Madagascar was an island off the coast of Africa that became a refuge for pirates who operated in the Indian Ocean in the late 17th and early 18th centuries. It was a place where pirates could find abundant food, water, wood, and slaves. It was also a place where pirates could establish their own settlements and communities, such as Libertatia.

Madagascan pirate havens included Fort-Dauphin, the town of Saint Augustin, and Sainte-Marie.

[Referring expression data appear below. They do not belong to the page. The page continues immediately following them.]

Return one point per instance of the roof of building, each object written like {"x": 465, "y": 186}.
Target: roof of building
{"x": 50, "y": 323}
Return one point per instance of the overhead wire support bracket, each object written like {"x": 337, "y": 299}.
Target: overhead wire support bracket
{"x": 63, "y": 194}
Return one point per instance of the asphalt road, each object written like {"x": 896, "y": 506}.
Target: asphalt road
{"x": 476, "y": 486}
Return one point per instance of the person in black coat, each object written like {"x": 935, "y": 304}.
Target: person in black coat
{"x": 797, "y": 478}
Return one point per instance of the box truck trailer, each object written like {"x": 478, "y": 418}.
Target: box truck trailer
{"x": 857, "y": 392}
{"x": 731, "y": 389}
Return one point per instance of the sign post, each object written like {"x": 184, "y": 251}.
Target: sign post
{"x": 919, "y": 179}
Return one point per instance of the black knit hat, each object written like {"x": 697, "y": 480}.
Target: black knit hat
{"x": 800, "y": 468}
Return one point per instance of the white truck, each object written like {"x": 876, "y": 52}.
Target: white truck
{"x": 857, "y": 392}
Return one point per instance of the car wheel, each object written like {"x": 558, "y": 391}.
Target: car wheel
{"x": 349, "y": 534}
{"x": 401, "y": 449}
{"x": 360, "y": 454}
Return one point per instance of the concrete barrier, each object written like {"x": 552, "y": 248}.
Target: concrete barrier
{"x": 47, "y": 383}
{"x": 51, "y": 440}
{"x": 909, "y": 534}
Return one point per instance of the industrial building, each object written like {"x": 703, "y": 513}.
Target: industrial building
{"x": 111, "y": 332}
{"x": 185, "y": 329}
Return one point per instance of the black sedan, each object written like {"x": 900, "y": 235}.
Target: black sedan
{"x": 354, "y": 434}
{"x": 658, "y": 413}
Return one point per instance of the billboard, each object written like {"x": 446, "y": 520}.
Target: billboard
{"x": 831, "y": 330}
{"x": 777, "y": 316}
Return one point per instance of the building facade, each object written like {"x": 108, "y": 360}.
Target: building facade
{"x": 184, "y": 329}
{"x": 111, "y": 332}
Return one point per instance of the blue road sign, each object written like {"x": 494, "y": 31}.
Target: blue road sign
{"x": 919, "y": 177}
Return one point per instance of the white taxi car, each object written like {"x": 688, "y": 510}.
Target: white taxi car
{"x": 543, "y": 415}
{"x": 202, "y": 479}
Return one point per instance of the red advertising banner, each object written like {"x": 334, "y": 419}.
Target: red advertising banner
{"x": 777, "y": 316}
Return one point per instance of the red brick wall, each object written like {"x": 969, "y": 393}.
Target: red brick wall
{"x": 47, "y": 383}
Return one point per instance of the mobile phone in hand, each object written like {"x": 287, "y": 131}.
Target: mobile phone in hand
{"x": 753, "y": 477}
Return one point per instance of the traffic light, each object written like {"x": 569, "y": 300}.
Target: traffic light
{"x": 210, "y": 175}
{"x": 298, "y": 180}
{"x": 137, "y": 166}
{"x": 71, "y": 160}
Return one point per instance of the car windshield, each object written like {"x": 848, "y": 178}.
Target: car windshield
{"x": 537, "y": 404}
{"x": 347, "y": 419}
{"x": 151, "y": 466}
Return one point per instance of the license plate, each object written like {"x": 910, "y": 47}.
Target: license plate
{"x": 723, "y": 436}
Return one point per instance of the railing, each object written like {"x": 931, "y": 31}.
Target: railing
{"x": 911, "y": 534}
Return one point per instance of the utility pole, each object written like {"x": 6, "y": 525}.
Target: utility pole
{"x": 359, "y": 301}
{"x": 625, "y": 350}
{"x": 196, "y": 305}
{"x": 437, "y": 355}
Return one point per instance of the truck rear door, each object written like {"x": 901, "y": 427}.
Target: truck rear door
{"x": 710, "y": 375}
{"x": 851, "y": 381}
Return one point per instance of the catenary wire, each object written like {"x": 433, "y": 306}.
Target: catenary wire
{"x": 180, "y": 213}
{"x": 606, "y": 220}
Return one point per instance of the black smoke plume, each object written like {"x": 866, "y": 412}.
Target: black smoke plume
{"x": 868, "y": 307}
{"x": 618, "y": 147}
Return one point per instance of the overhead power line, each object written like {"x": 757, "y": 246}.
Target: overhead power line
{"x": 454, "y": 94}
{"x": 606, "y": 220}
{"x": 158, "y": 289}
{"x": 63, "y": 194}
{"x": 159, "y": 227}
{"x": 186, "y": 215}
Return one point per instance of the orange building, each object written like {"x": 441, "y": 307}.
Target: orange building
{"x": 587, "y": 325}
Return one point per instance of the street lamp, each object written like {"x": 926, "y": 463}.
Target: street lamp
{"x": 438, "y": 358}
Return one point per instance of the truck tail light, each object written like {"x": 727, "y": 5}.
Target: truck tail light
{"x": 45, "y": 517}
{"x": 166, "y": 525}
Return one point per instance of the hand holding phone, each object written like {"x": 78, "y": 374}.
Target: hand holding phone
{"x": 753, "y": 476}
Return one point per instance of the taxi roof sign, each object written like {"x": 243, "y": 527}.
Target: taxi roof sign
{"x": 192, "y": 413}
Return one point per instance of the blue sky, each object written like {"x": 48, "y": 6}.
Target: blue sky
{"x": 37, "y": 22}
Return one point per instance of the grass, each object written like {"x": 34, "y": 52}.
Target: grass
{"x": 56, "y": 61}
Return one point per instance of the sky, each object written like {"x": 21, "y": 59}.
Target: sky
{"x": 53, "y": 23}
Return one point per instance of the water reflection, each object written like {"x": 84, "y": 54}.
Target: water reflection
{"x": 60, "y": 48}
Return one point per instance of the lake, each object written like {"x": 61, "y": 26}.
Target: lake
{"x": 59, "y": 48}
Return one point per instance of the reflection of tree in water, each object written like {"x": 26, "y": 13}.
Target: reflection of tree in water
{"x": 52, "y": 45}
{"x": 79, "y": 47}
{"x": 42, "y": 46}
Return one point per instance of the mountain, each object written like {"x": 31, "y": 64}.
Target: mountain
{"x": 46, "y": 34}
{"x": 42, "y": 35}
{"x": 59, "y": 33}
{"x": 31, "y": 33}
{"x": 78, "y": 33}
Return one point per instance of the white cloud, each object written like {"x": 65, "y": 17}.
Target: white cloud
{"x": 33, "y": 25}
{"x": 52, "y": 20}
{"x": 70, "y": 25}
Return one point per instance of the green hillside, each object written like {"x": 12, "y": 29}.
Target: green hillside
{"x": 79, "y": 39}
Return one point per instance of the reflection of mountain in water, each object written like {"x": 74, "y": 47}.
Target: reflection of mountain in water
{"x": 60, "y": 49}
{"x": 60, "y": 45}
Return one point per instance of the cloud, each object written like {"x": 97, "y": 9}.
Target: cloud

A Madagascan pirate colony was established by a group of English and French pirates who sailed to the island in 1698 under the command of Captain William Kidd. They settled on the east coast of Madagascar, near Sainte-Marie. They built a fort and a town, and traded with the local Malagasy people. They also raided ships that passed by the island, and amassed a large amount of treasure. The colony lasted for about 25 years, until it was destroyed by a French expedition in 1723.

==Bahamas==
New Providence was an island in the Bahamas that became a base for pirates who operated in the Atlantic Ocean in the early 18th century. It was a place where pirates could find friendly merchants, governors, and judges who were willing to trade with them or protect them from prosecution. It was also a place where pirates could form alliances and associations, such as the Flying Gang.

==Somali Coast==
In the early 2000s, piracy off the coast of Somalia became commonplace. During this period, pirate havens included Eyl, in the Puntland region of northern Somalia, and Harardhere (Xarard-heere), in the Mudug province of Somalia. During this same time period, the Transitional Federal Government of Somalia was believed to be unable to enforce maritime laws. Other modern havens included Garaad and Hobyo in central Somalia.

==List of examples==
- Barataria Bay in the United States
- Campeche in Mexico
- Crete in Greece
- Harardhere in Somalia
- San Andrés (Tenerife) in Spain
- Visby in Gotland, Sweden
  - See Victual Brothers

===Caribbean===
- Matanzas in Cuba
- Republic of Pirates (New Providence) in the Bahamas
- Port Royal in Jamaica
- Saint Thomas in the U.S. Virgin Islands
- Tortuga in Haiti
- Virgin Gorda in the British Virgin Islands

===Purported===
- Libertatia

==Pirate utopias==

The American anarchist Peter Lamborn Wilson identified pirate societies as being spaces temporarily outside of the control of states, and consequently proto-anarchist societies. This forms part of his thesis of Temporary Autonomous Zones, spaces or polities in which anarchist conceptions of freedom were briefly enacted during various historical periods.